Suicide continues to be a leading cause of death among adolescents and teenagers, but a recent jump in suicides among middle-aged adults gives researchers a new cause for concern.
For 30 years, suicide rates in the United States have shown a steady rise across almost every demographic group in the country.
According to a new report from the Centers For Disease Control and Prevention, the suicide rate has increased 24 percent since 1999. Researchers found that the rate increased even faster after 2006, doubling the annual rate of increase going back to 1999.
Katherine Hempstead, director of the Robert Wood Johnson Foundation, told the LA Times, “The overall massiveness of the increase is to me the biggest shocker – the fact that it touched pretty much every group.”
The rate was up for all men and women between the ages of 10 and 74. The largest increase was for females 10 to 15 years old and for men 45 to 64 years old. Almost 30 in 1,000 men 45-64 years of age committed suicide in 2014, a 43 percent increase over 1999.

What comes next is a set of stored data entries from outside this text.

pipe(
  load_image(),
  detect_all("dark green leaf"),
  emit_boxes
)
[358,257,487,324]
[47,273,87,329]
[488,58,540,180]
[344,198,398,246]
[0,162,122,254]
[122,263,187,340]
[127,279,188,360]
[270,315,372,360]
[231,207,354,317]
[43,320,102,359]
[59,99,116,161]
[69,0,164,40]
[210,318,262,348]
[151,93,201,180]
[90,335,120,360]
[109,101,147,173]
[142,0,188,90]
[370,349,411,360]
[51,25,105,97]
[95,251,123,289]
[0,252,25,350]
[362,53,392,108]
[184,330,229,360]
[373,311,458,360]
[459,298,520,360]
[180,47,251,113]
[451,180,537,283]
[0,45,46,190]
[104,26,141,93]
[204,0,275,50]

Men are approximately three times more like than women to commit suicide, the rate of increase in suicides by women increased much faster ( by 45 percent) between 1999 and 2014 compare to men (16 percent increase.)

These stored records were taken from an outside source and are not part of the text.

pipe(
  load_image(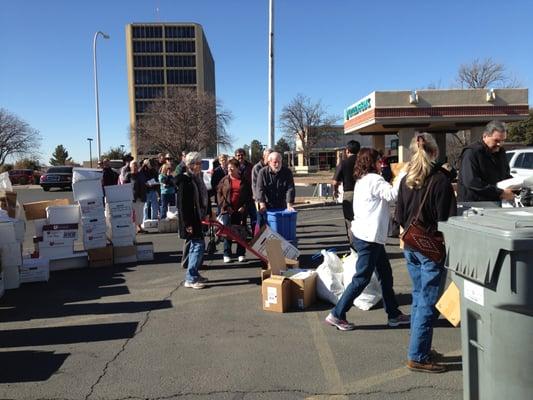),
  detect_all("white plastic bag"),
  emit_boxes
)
[0,172,13,191]
[316,250,345,305]
[342,249,383,311]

In 2014, 55.4 percent of men chose to die using firearms. In 1999, that figure was 61.7 percent.
For women, 34.1 percent chose poisoning as their method of suicide. In 1999, the leading method used by women was 36.9 percent compared to 36 percent who chose poison.

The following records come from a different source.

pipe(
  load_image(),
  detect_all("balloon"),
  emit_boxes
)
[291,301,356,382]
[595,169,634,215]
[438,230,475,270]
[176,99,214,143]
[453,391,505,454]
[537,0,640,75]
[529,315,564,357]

Researchers cite economic problems, especially since the economic crash of 2008 as a probable reason for the increase in suicides, especially for middle-aged white people. The lack of preparedness for retirement among baby boomers and the lack of transferable skills in a rapidly shifting employment market are among a list of possible challenges.
Julie Phillips, a professor of sociology at Rutgers, said social changes that lead to social isolation may also increase suicide risks. The virtual reality of online connections does not always provide a sufficient substitute for human contact.
Better mental health services with better access could help prevent suicides, especially during predictable periods of patterns of increased depression.
Dr Jane Pearson, chairwoman of the National Institute of Mental Health’s Suicide Research Consortium, said, “We have more and more effective treatments, but we have to figure out how to bake them into health care systems so they are used more automatically. “We’ve got bits and pieces, but we haven’t really put them all together yet.”